Of course that's exactly what previous legislative changes were supposed to do. We'll see how things play out this time.

(via Techcrunch)

11/28 2006 | 12:11 AM
Posted by: Janko Roettgers
Eliot Van Buskirk wrote an interesting piece on Wired.com today about the conflict surrounding the Zune and it's possible Creative Commons license violations.

Here's the background: Van Buskirk talked a bit about the Zune on his Wired blog a few weeks ago. Among other things he mentioned that the device only plays a song three times after it has been transmitted wirelessly. A reader responded by asking:

"If I have Creative Commons licensed MP3's on my Zune and send them to another Zune (which then DRM's them) where they can only be played 3 times this violates the Creative Commons license. How does Microsoft get around this?"

Today Van Bursik presented the answer: By not wrapping the song in DRM. Unprotected MP3s stay unprotected, but the Zune refuses to play them more than three times anyway. One explanation is that the DRM is based on the database, and not the file itself. The article quotes a Microsoft representative with the following words:

"We are not applying any 'DRM' to any files that weren't already protected. No file that has (for instance) a Creative Commons license or is unprotected will have any encryption applied to it."

Files might just get flagged as protected and the Zune refuses to stop playing them after a predefined countdown. Of course tracks from Microsoft's Zune download store are protected with an additional wrapper, since they are transfered form the PC to the Zune. But Zune to Zune transmitted content doesn't need any additional protection with the device being a closed ecosystem.

This is bad news for people who hoped for a showdown between Microsoft and Creative Commons. Reverse engineering enthusiasts on the other hand might be quite happy about this. Of course I'm not an expert in this field - but manipulating a single database seems to be easier than removing DRM from lots of files on the fly.

Speaking of reverse engineering: Jon Johansen used his blog today to defend the Zune. Maybe he knows something that we don't?

11/24 2006 | 04:11 PM
Posted by: Janko Roettgers
There have been lots of debates in the Bittorrent community about the subject of sharing ratios. Some Bittorrent websites are tracking their members' sharing behavior across multiple torrents to force people to contribute. Users with a low upload to download ratio might get punished by having their accounts revoked or being barred access to new content.

Bittorrent inventor Bram Cohen came out strongly against sharing ratios a few weeks ago.

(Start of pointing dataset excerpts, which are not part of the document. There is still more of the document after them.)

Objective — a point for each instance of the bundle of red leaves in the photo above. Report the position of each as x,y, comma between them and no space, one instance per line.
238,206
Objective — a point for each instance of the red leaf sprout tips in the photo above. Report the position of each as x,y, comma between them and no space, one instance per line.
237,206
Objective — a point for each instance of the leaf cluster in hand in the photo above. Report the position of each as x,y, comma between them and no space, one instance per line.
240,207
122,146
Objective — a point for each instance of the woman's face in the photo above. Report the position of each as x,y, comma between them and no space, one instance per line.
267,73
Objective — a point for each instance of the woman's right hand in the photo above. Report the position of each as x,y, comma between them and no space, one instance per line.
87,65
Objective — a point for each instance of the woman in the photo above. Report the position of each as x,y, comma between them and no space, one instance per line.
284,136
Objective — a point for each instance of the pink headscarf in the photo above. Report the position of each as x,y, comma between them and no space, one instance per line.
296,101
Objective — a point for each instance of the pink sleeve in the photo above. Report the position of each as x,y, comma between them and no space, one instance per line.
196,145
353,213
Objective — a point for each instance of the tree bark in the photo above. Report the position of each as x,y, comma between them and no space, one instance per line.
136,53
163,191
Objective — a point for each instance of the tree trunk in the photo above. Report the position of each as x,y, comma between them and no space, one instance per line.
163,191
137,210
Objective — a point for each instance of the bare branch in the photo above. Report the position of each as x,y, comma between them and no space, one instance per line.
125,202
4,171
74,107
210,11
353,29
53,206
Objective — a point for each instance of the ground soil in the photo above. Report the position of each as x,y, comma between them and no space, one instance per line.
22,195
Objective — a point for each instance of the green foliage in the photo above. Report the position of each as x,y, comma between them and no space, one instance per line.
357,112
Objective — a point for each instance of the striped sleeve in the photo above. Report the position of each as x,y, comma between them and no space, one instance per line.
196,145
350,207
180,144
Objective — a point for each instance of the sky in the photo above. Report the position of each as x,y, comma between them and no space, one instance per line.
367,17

Cohen claims that the Bittorrent protocol can deal with people contributing less than the amount of data they download. He blaimed sites with enforced sharing ratios for people trying to cheat those ratios in an interview with Zeropaid.com:

"Sites which do this are being extremely destructive, and the way they grandstand about how they're fostering sharing really ticks me off."

Matei Ripeanu, Miranda Mowbray, Nazareno Andrade and Aliandro Lima seem to disagree. The four scientists just published an extensive paper about Bittorrent at First Monday. They analyzed the sharing behaviour within six Bittorrent communities - and came to the conclusion that sharing rations and other social norms can be beneficial to a community:

"Easytree’s sharing ratio enforcement mechanism has, in some cases, the side effect of creating a motivation to upload original content, a type of contribution that requires more effort than simply uploading existing content. A member whose sharing ratio is below the low sharing threshold cannot join new torrents. In this situation, one way for the member to raise its sharing ratio is to contribute new content. In this case there is a substantial reward for the extra effort: regaining the ability to join new torrents."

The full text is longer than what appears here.